A cimeira que deveria marcar a assinatura histórica do tratado de comércio livre entre a União Europeia e o Mercosul, em Foz de Iguaçu, acabou esvaziada à última da hora pela ausência de acordo entre os europeus. O Presidente brasileiro, Lula da Silva, um dos maiores defensores do acordo, pediu coragem e vontade política aos parceiros europeus. A paciência dos sul-americanos está perto do limite.
Foi com um ambiente de inegável frustração que arrancou a cimeira do Mercosul, bloco económico que junta Brasil, Argentina, Uruguai e Paraguai, este sábado em Foz de Iguaçu. Era no cenário idílico das famosas cataratas onde conflui a fronteira de três dos quatro membros do grupo que estava prevista a formalização do tratado que é negociado há mais de duas décadas nos dois lados do Atlântico.
Tudo parecia encaminhado até ao início desta semana quando, de forma súbita, o Governo italiano manifestou as suas reservas em relação ao acordo por recear o impacto para o seu sector agrícola. A Bruxelas, por ocasião da cimeira do Conselho Europeu, acorreram milhares de agricultores de toda a Europa em protesto contra o tratado com o Mercosul, reforçando a pressão sobre os governos dos 27 Estados-membros.

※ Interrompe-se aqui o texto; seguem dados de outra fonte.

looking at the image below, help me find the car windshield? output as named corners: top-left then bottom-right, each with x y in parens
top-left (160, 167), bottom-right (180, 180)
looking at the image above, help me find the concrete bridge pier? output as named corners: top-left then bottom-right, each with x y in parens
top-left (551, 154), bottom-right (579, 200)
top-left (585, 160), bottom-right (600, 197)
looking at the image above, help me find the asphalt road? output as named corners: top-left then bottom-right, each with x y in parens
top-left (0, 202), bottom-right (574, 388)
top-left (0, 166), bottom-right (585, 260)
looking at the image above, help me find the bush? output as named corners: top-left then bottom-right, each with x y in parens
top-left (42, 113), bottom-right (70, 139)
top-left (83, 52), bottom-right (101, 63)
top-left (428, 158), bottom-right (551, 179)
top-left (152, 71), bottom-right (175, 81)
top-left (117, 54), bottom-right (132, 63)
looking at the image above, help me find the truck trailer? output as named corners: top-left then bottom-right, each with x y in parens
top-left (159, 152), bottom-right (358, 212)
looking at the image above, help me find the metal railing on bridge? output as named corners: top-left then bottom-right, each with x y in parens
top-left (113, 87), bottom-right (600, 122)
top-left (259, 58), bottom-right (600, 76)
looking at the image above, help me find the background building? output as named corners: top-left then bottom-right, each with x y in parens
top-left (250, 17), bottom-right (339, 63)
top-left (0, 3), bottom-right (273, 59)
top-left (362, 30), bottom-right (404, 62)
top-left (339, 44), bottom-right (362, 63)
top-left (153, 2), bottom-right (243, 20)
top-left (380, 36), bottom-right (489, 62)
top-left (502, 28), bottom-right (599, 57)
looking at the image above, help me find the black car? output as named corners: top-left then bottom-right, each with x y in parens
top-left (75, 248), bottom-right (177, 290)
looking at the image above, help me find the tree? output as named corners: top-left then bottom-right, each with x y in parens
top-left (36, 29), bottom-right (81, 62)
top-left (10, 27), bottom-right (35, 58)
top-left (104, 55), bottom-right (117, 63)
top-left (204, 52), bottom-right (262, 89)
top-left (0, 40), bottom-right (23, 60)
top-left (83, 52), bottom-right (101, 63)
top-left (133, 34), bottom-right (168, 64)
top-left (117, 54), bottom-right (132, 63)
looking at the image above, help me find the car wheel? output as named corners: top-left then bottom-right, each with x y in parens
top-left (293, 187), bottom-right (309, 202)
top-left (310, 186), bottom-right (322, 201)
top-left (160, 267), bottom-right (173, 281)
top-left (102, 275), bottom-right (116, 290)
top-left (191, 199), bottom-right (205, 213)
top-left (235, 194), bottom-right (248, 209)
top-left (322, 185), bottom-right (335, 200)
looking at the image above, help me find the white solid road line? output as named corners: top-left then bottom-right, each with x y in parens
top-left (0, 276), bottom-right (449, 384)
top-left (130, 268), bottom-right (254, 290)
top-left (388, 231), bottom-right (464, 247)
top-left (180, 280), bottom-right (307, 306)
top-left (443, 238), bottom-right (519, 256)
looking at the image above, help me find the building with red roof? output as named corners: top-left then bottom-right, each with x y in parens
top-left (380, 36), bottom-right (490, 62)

Com viagem marcada para o Brasil, a presidente da Comissão Europeia, Ursula von der Leyen, e o presidente do Conselho, António Costa, viram-se obrigados a cancelar à última da hora a presença na cimeira do Mercosul, cedendo aos pedidos de França e Itália para estender as conversações até Janeiro. Com a oposição dos dois Estados-membros, não fica reunida a maioria necessária para aprovar o tratado.
Sem nenhum triunfo para apresentar, o Presidente brasileiro, que esperava ver a concretização de um dos maiores tratados de comércio livre da História durante a sua presidência rotativa do Mercosul, lamentou mais um adiamento.

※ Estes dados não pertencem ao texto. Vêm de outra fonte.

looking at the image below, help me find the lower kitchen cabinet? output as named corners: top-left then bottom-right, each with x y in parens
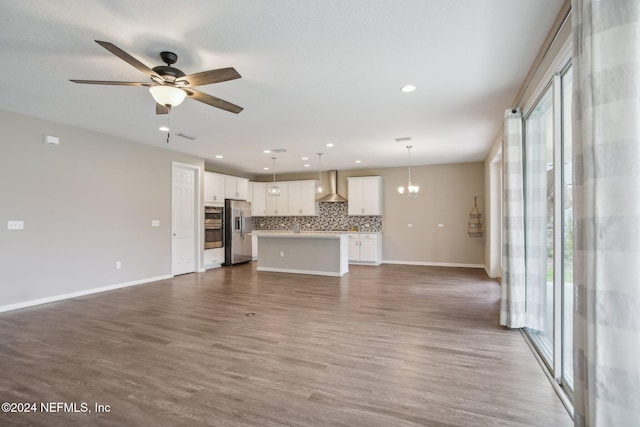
top-left (347, 233), bottom-right (382, 265)
top-left (204, 247), bottom-right (224, 269)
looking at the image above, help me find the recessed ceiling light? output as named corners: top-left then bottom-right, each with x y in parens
top-left (263, 167), bottom-right (269, 170)
top-left (159, 126), bottom-right (170, 132)
top-left (301, 156), bottom-right (309, 160)
top-left (325, 143), bottom-right (334, 147)
top-left (401, 84), bottom-right (416, 93)
top-left (355, 160), bottom-right (362, 164)
top-left (215, 155), bottom-right (223, 159)
top-left (304, 164), bottom-right (310, 167)
top-left (263, 150), bottom-right (271, 154)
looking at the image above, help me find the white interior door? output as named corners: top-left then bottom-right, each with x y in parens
top-left (172, 164), bottom-right (196, 275)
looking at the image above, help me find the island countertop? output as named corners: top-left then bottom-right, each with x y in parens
top-left (255, 232), bottom-right (349, 276)
top-left (252, 230), bottom-right (346, 238)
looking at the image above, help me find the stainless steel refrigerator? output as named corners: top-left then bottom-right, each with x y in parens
top-left (224, 199), bottom-right (252, 265)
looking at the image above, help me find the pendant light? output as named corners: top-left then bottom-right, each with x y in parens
top-left (398, 145), bottom-right (419, 198)
top-left (268, 157), bottom-right (280, 196)
top-left (315, 153), bottom-right (325, 196)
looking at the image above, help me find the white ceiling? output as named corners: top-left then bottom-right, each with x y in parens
top-left (0, 0), bottom-right (563, 175)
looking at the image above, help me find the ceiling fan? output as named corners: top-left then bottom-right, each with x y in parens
top-left (70, 40), bottom-right (243, 115)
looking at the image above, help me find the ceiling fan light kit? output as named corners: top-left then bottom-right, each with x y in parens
top-left (71, 40), bottom-right (243, 115)
top-left (149, 85), bottom-right (186, 107)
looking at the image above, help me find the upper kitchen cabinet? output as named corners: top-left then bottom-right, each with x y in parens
top-left (287, 180), bottom-right (318, 216)
top-left (251, 182), bottom-right (267, 216)
top-left (204, 172), bottom-right (226, 205)
top-left (347, 176), bottom-right (382, 216)
top-left (225, 176), bottom-right (249, 200)
top-left (265, 184), bottom-right (289, 216)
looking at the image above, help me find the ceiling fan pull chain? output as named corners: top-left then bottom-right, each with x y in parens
top-left (166, 117), bottom-right (171, 144)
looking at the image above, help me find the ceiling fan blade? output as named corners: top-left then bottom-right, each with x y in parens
top-left (95, 40), bottom-right (158, 78)
top-left (156, 103), bottom-right (170, 115)
top-left (70, 79), bottom-right (151, 86)
top-left (178, 67), bottom-right (241, 87)
top-left (186, 89), bottom-right (243, 114)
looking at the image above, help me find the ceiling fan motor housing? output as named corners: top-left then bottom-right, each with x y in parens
top-left (152, 52), bottom-right (185, 83)
top-left (159, 51), bottom-right (178, 65)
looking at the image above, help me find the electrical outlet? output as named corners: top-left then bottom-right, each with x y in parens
top-left (408, 224), bottom-right (413, 228)
top-left (151, 220), bottom-right (160, 227)
top-left (7, 221), bottom-right (24, 230)
top-left (280, 251), bottom-right (284, 257)
top-left (438, 224), bottom-right (444, 228)
top-left (116, 261), bottom-right (121, 269)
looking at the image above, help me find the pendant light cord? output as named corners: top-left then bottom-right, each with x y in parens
top-left (407, 145), bottom-right (412, 184)
top-left (272, 157), bottom-right (277, 183)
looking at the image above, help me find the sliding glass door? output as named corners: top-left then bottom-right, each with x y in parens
top-left (523, 64), bottom-right (573, 396)
top-left (560, 66), bottom-right (573, 393)
top-left (524, 85), bottom-right (554, 363)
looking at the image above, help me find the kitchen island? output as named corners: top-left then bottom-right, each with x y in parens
top-left (255, 231), bottom-right (349, 277)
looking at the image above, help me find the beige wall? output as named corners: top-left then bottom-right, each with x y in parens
top-left (0, 109), bottom-right (204, 308)
top-left (256, 162), bottom-right (485, 266)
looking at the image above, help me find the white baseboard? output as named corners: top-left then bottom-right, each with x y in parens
top-left (0, 274), bottom-right (173, 314)
top-left (382, 260), bottom-right (485, 269)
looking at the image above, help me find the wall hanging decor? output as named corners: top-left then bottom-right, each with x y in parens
top-left (468, 196), bottom-right (483, 237)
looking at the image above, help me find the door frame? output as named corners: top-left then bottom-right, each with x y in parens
top-left (171, 161), bottom-right (203, 275)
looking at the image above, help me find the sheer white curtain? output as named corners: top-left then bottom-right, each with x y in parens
top-left (524, 101), bottom-right (551, 332)
top-left (572, 0), bottom-right (640, 425)
top-left (500, 109), bottom-right (526, 328)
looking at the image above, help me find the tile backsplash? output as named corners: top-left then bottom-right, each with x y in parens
top-left (252, 202), bottom-right (382, 232)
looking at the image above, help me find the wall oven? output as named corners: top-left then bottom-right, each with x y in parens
top-left (204, 206), bottom-right (223, 249)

“Sem vontade política e coragem dos dirigentes não será possível concluir uma negociação que já se arrasta por 26 anos”, declarou Lula na abertura do encontro, este sábado, depois de receber os seus homólogos da Argentina, Javier Milei, do Uruguai, Yamandú Orsi, e do Paraguai, Santiago Peña.
A assinatura de um acordo tão ambicioso seria a oportunidade para que europeus e sul-americanos enviassem “uma mensagem importante em defesa do multilateralismo”, disse Lula, lembrando o “cenário global cada vez mais competitivo”.

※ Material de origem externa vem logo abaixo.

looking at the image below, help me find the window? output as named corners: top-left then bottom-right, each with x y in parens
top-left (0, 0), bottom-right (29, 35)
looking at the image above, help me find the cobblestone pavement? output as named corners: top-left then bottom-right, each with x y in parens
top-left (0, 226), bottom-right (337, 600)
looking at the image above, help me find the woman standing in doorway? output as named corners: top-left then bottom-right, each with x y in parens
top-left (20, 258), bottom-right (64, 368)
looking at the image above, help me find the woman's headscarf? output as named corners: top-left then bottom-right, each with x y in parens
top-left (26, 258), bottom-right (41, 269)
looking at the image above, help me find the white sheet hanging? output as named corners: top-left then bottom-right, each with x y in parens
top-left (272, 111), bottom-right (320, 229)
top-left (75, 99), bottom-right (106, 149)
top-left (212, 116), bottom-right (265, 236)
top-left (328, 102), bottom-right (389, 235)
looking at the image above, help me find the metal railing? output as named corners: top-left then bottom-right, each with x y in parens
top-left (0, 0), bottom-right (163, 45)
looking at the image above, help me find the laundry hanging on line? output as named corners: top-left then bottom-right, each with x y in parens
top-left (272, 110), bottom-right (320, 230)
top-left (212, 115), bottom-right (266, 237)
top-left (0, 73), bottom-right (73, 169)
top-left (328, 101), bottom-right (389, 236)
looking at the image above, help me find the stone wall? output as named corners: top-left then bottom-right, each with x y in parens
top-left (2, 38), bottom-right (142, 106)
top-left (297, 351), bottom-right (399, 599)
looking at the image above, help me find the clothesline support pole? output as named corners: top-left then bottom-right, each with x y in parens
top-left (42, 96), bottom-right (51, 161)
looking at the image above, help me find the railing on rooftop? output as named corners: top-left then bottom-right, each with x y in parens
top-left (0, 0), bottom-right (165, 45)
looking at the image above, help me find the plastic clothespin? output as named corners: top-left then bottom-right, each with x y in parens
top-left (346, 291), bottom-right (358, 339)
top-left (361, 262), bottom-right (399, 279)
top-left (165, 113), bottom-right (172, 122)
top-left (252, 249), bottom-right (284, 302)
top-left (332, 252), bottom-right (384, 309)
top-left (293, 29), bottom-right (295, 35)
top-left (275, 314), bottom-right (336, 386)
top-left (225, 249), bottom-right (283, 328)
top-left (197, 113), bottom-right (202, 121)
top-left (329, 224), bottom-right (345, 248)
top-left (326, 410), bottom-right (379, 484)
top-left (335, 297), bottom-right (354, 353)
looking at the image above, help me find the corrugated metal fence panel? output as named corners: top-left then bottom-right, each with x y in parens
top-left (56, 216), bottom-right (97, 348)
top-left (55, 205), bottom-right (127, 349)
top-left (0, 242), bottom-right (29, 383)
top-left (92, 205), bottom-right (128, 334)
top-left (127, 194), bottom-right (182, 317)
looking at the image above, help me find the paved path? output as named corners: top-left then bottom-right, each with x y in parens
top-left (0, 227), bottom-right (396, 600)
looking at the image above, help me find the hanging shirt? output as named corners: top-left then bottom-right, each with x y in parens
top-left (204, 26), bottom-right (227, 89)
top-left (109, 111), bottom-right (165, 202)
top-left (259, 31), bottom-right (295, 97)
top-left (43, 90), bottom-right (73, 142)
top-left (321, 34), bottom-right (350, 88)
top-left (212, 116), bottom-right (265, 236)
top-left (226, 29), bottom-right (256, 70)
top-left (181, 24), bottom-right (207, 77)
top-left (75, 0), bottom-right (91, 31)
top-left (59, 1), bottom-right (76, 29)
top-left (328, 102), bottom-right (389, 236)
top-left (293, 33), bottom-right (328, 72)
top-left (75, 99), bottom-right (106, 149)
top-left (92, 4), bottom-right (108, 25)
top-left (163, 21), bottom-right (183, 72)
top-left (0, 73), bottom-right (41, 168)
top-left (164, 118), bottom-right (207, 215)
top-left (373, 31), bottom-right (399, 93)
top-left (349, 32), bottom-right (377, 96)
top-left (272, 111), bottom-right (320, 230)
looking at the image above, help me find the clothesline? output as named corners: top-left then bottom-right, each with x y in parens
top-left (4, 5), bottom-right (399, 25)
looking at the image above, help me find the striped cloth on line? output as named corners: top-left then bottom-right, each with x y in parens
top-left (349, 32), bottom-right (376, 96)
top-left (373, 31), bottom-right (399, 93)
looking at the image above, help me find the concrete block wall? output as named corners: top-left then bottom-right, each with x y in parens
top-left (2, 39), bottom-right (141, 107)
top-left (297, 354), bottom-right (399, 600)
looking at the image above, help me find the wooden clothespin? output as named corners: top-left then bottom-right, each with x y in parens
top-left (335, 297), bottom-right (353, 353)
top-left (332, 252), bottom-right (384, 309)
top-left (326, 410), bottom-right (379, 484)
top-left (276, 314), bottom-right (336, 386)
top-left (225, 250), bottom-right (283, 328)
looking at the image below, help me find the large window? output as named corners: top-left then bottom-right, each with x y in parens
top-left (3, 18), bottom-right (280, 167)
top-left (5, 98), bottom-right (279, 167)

Apesar de manter o desejo de que o acordo seja finalmente assinado em Janeiro, Lula avisou que “há muitos países a querer fazer acordos com o Mercosul”: um recado claro de que a vontade dos sul-americanos pode não sobreviver a mais hesitações.
Na última ronda de negociações, explica o El País, os membros do Mercosul concordaram com um mecanismo de suspensão das vantagens aduaneiras constantes no tratado em situações nas quais sejam detectadas “distorções graves” em sectores considerados especialmente sensíveis para a economia europeia, como a carne bovina, por exemplo.
No seu discurso, Lula também deixou alertas para a tensão crescente entre os EUA e a Venezuela, numa altura em que o Presidente Donald Trump diz manter todas as opções em aberto, incluindo uma intervenção armada.
“Passadas mais de quatro décadas desde a Guerra das Malvinas, o continente sul-americano volta a ser assombrado pela presença militar de uma potência extra-regional”, afirmou o Presidente brasileiro. “Uma intervenção armada na Venezuela seria uma catástrofe humanitária para o hemisfério e um precedente perigoso para o mundo”, acrescentou.
O Governo brasileiro já manifestou disponibilidade para mediar negociações entre Washington e Caracas de forma a evitar uma nova escalada da tensão.
A Administração Trump acusa o regime de Nicolás Maduro de promover e lucrar o narcotráfico internacional e tem atacado frequentemente embarcações ao largo da costa venezuelana que alegadamente pertencem a cartéis de droga. Recentemente, os EUA anunciaram um bloqueio a todos os petroleiros alvo de sanções e têm reforçado a presença militar na região.